AlejandroVK
AlejandroVK

Reputation: 7605

How to iterate a 3D numpy array

Forgive me if something about what I'm about to ask sounds stupid, I've just started with numpy and multi-dimensional arrays in Python :D

That said, I've got a 3D array of [85 x 235 x 327]. Each position holds a discrete value, and, in most cases, NaN.

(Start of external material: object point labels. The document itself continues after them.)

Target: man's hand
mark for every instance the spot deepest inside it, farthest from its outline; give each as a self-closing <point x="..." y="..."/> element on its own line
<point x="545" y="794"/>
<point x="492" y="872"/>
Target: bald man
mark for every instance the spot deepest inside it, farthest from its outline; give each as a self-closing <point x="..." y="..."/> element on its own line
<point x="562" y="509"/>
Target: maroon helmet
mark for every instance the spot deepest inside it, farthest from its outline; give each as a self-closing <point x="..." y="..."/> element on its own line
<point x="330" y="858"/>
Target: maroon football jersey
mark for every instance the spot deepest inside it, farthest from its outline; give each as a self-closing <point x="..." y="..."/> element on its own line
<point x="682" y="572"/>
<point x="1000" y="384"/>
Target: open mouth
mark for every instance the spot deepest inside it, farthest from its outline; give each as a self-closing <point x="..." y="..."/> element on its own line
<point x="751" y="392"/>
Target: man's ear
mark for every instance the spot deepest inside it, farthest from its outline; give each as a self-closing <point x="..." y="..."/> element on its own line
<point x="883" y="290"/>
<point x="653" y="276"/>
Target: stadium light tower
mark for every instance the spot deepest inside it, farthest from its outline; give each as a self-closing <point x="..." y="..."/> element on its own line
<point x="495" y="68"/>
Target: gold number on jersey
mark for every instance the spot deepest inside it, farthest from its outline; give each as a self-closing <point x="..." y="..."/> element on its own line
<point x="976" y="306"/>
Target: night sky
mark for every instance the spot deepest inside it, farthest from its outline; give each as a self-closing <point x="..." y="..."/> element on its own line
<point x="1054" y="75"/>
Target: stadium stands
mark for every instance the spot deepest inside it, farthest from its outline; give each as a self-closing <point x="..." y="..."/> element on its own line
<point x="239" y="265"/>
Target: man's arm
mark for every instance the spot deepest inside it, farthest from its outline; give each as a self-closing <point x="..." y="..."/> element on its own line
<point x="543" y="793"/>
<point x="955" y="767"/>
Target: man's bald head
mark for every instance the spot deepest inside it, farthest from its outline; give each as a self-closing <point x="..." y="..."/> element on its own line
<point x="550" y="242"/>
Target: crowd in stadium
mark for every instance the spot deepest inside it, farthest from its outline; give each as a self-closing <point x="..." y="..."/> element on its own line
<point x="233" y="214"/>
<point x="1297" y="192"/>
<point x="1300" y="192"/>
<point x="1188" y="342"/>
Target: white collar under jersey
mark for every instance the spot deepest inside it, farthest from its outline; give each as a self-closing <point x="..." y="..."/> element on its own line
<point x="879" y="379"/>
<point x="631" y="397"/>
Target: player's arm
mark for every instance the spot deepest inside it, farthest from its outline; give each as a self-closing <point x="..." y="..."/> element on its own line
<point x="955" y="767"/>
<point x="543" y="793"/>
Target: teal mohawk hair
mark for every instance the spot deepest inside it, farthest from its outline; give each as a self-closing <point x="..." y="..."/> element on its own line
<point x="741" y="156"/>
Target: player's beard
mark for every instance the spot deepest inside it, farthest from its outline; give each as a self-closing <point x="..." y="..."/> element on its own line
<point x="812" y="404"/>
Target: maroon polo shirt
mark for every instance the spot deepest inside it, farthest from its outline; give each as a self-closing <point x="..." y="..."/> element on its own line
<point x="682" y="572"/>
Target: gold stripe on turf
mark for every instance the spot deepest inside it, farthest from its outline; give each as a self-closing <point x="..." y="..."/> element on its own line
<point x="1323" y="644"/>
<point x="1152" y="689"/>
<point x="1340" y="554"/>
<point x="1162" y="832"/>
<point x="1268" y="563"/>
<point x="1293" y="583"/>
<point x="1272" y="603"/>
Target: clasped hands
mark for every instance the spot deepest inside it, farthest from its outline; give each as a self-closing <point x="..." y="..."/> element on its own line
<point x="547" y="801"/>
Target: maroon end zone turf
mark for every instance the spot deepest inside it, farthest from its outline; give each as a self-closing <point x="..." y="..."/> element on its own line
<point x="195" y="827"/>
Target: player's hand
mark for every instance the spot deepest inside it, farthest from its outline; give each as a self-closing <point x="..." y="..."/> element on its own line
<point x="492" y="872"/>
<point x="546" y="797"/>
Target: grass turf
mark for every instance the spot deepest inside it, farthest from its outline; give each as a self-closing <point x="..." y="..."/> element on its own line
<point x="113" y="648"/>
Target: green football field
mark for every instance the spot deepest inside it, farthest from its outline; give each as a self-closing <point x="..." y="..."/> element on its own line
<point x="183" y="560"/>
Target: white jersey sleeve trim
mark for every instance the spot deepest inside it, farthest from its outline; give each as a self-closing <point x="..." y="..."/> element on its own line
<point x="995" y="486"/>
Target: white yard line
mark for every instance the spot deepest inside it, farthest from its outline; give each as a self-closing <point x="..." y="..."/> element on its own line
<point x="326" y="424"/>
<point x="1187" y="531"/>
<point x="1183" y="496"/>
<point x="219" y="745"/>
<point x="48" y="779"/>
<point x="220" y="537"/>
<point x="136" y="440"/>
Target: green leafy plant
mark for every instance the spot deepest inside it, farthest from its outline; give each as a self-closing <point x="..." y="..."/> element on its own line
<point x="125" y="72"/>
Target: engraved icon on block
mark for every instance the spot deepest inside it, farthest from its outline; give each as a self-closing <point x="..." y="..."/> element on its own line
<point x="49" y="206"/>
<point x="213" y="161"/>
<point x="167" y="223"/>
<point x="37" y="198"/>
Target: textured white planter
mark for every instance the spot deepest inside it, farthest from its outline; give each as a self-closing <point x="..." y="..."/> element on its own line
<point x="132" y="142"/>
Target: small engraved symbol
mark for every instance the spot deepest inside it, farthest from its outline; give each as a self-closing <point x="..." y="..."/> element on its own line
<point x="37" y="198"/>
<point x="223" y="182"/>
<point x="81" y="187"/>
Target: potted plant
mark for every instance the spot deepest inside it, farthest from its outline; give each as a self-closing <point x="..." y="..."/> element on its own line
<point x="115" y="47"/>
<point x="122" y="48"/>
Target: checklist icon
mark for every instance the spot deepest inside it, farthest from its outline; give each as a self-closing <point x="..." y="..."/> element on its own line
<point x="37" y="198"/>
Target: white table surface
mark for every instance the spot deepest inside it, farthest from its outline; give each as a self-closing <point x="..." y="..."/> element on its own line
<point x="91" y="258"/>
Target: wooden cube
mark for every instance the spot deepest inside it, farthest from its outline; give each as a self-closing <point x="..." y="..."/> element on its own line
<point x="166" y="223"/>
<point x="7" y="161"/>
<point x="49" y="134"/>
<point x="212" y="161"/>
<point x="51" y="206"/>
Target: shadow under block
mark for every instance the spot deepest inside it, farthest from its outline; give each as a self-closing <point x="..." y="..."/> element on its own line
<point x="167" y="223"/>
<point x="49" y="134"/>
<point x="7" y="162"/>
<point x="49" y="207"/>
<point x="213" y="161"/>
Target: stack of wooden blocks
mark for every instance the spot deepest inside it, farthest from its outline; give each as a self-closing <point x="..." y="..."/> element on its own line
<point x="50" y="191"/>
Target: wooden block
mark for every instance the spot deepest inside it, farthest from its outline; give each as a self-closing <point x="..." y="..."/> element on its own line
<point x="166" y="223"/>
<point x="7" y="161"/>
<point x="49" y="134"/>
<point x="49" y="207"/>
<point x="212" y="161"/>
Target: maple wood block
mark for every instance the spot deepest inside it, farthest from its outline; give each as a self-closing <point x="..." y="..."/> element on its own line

First thing I'd like to do is iterate over this array and remove the NaN values, building a new array that contains only valid values.

I've tried this:

    for index,value in np.ndenumerate( data ):
    print "index value: " + str(index)
    print "value: " + str(value)

But this will only execute one pass...not really sure what ndenumerate does.

Also tried this:

indexOne = waves.shape[0]
indexTwo = waves.shape[1]
indexThree = waves.shape[2]

for i in range(indexOne):
    for j in range(indexTwo):
        for k in range(indexThree):
            a = waves[i,j,k]
            print a.data

And while this does iterates...taking into account that I have 6531825 points...this is going to take forever...thus, is there any built-in function to remove values from an existing array without having to iterate all the elements?

Upvotes: 2

Views: 3104

Answers (2)

senderle
senderle

Reputation: 150957

It depends a little on what you want the final array to look like. Here's something that literally does what you say. However, it doesn't preserve the shape. Setting up the array:

>>> a = numpy.linspace(0, 26, 27).reshape(3, 3, 3)
>>> a[1][0] = numpy.nan
>>> a
array([[[  0.,   1.,   2.],
        [  3.,   4.,   5.],
        [  6.,   7.,   8.]],

       [[ nan,  nan,  nan],
        [ 12.,  13.,  14.],
        [ 15.,  16.,  17.]],

       [[ 18.,  19.,  20.],
        [ 21.,  22.,  23.],
        [ 24.,  25.,  26.]]])

Then you can create a mask with isnan:

>>> numpy.isnan(a)
array([[[False, False, False],
        [False, False, False],
        [False, False, False]],

       [[ True,  True,  True],
        [False, False, False],
        [False, False, False]],

       [[False, False, False],
        [False, False, False],
        [False, False, False]]], dtype=bool)

And use it to index a:

>>> a[~numpy.isnan(a)]
array([  0.,   1.,   2.,   3.,   4.,   5.,   6.,   7.,   8.,  12.,  13.,
        14.,  15.,  16.,  17.,  18.,  19.,  20.,  21.,  22.,  23.,  24.,
        25.,  26.])

You could use a similar trick to do many other things with nan values. For example:

>>> a[numpy.isnan(a)] = 0
>>> a
array([[[  0.,   1.,   2.],
        [  3.,   4.,   5.],
        [  6.,   7.,   8.]],

       [[  0.,   0.,   0.],
        [ 12.,  13.,  14.],
        [ 15.,  16.,  17.]],

       [[ 18.,  19.,  20.],
        [ 21.,  22.,  23.],
        [ 24.,  25.,  26.]]])

Upvotes: 1

Stefano Sanfilippo
Stefano Sanfilippo

Reputation: 33046

nan_to_num does exactly what you want:

Replace nan with zero and inf with finite numbers.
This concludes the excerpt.